OBJECTIVE: Chordomas carry significant morbidity due to their growth patterns and surgical constraints in resection. En bloc resection, when feasible, is the ideal treatment goal, but is associated with significant morbidity. We sought to elucidate the relationship between extent of surgery, location and radiotherapy in relation to overall disease and progression free survival (PFS).

METHODS: We reviewed case records for all patients with a primary histopathological diagnosis of clival and spinal chordomas that was presented to our institution between 1978 and 2010.
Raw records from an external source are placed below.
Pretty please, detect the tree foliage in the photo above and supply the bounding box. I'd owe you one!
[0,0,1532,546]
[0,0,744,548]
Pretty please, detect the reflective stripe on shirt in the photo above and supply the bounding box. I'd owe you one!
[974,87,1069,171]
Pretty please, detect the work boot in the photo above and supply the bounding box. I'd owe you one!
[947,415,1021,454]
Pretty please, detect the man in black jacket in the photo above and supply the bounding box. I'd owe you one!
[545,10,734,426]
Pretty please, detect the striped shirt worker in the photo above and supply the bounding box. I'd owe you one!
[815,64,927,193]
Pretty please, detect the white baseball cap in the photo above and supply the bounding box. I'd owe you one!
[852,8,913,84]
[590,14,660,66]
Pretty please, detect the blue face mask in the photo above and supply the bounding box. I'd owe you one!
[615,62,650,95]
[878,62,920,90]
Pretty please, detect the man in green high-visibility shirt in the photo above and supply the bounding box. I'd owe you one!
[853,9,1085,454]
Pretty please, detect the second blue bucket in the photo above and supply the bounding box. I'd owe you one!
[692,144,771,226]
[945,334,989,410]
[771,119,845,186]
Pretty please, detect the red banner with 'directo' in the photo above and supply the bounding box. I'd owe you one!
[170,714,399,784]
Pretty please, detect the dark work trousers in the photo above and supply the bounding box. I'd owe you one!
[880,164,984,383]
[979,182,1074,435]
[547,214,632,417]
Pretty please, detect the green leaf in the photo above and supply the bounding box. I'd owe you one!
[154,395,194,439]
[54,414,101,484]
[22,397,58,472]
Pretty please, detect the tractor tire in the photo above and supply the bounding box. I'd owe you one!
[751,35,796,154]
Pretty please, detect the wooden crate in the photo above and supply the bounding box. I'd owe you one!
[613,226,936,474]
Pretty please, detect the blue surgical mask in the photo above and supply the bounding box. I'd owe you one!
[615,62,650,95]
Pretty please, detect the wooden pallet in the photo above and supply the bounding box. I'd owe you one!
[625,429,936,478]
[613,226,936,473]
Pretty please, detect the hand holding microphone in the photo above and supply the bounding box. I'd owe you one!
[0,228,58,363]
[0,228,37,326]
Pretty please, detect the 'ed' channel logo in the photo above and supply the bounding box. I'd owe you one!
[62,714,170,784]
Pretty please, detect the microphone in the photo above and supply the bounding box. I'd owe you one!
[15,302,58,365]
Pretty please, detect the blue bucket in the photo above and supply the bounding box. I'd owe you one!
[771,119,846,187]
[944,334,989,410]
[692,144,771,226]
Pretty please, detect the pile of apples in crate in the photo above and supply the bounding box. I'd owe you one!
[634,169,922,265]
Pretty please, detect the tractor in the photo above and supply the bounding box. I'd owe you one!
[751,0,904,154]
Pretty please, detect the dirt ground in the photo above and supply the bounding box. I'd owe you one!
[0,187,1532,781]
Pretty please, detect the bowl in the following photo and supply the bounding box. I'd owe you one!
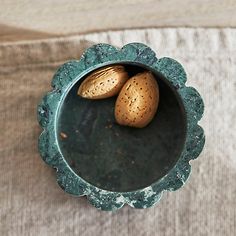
[38,43,205,211]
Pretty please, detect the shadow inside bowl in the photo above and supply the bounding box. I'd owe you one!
[57,65,186,192]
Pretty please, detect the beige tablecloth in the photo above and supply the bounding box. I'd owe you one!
[0,28,236,236]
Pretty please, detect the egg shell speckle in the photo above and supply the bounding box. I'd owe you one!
[78,65,128,99]
[115,71,159,128]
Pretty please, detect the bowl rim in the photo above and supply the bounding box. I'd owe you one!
[37,43,205,211]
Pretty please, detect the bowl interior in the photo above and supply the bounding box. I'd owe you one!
[57,65,186,192]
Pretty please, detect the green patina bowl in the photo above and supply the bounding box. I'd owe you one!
[38,43,205,210]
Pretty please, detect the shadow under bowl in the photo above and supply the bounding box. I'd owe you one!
[57,64,186,192]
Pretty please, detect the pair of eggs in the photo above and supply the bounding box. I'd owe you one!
[78,65,159,128]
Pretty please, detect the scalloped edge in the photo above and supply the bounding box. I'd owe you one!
[38,43,205,211]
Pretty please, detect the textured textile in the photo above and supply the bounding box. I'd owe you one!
[0,28,236,236]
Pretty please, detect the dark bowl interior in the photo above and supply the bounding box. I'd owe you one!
[57,65,186,192]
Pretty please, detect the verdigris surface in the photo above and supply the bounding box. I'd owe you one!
[38,43,205,210]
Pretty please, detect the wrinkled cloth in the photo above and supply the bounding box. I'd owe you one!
[0,28,236,236]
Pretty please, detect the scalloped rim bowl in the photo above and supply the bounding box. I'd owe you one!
[38,43,205,211]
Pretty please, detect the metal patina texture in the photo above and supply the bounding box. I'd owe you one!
[38,43,205,211]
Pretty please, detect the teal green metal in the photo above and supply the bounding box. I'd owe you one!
[38,43,205,211]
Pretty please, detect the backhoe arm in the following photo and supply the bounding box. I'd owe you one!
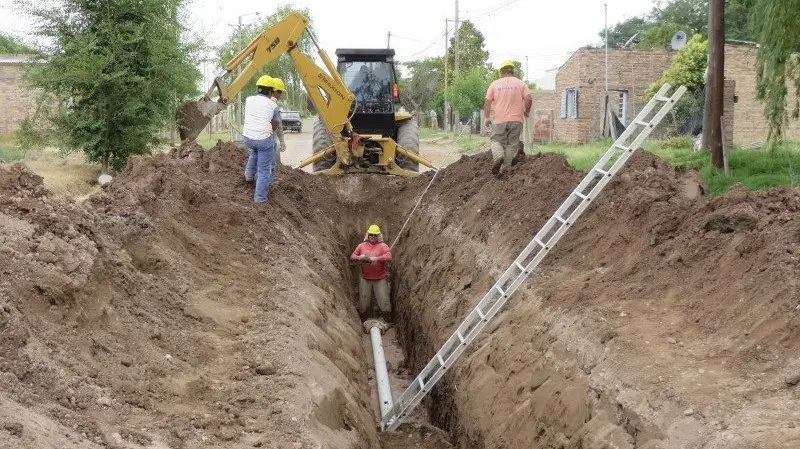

RESULTS: A total of 49 patients (location: n=30, skull base/clival; n=12 vertebral column; n=7 sacrum) were identified with mean follow-up period of 6.3 years (range 0.25 months-33 years). Improved 5 year and 10 year survival rates were noted following gross total resection (n=8, 5 year and 10 year survival=88%) as compared to patients that underwent subtotal resection (n=41, 55% and 31%, respectively), (p-value>0.05, GTR versus STR). Adjuvant high-dose stereotactic fractionated radiotherapy (HS-FSRT) significantly improved 5 year PFS in craniocervical chordoma patients (70%, n=13) as compared to standard dose radiation therapy (20%, n=16; p-value=0.03). Overall 10 year survival for craniocervical patients undergoing HD-FSRT (40%) was however not significantly different in comparison with conventional radiotherapy (45%). Sacral chordomas had the worst prognosis with 3 year survival of 28.6%.

CONCLUSIONS: GTR offers the best prognosis for improved long-term survival. Adjuvant HD FSRT for cranio-cervical/clival chordomas significantly improves disease free survival though the long-term benefits on survival have yet to be established. Sacral chordomas are associated with a worse prognosis and poor long-term survival.